Cerebral angiography is used to look for the presence of an aneurysm within the brain or to help pinpoint the position of a brain tumor prior to surgery.
Coronary angiography, which is often combined with cardiac catheterization, is carried out to identify the sites of narrowing or blockage in coronary artery disease. For more, see the entry on coronary angiography.
How angiography is done
The radiopaque dye, or contrast medium, is usually injected into the blood vessel to be examined through a fine catheter that is inserted into the femoral artery at the groin, the brachial artery just over the elbow, or a carotid artery.

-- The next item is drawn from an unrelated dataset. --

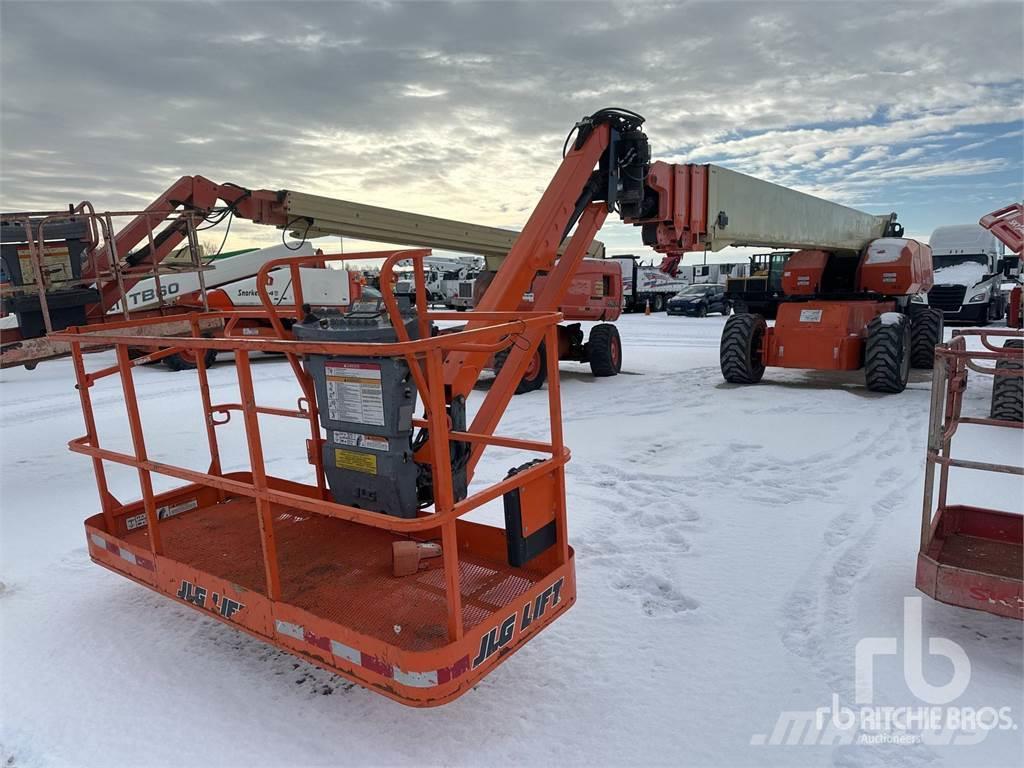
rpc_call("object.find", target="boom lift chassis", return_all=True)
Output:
[55,109,929,706]
[59,251,575,706]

To insert the catheter, the skin and tissues around the artery are numbed with local anesthetic and then a hollow needle is inserted through the skin into the artery. A long, thin wire with a soft tip is inserted through the needle, the needle is removed, and the catheter is then threaded over the wire into the blood vessel. Under X-ray control, the tip of the catheter is guided further into the vessel to be examined and contrast medium is injected. A rapid sequence of X-ray pictures (or a continuous recording) is taken so that the blood flow through the vessels can be studied.
Angiography can take from as little as a few minutes to as long as two or three hours.
Digital subtraction angiography
This type of angiography uses computer techniques to process images and subtract unwanted background information, leaving only an image of the blood vessels to be studied. Digital subtraction angiography requires less contrast medium than conventional angiography and is therefore safer for the patient. In some cases, digital subtraction angiography also makes it possible to avoid injecting the contrast medium directly into affected blood vessels that are not easily accessible by catheter. However, the detail provided by digital subtraction angiography is not always as good as in conventional angiography.
Allergy to the contrast medium is a possible adverse effect, but the use of new contrast agents has reduced the risk of a severe reaction to less than one in 80,000 examinations.
Damage to blood vessels can occur at the site of injection or anywhere along the vessel during the passage of the catheter.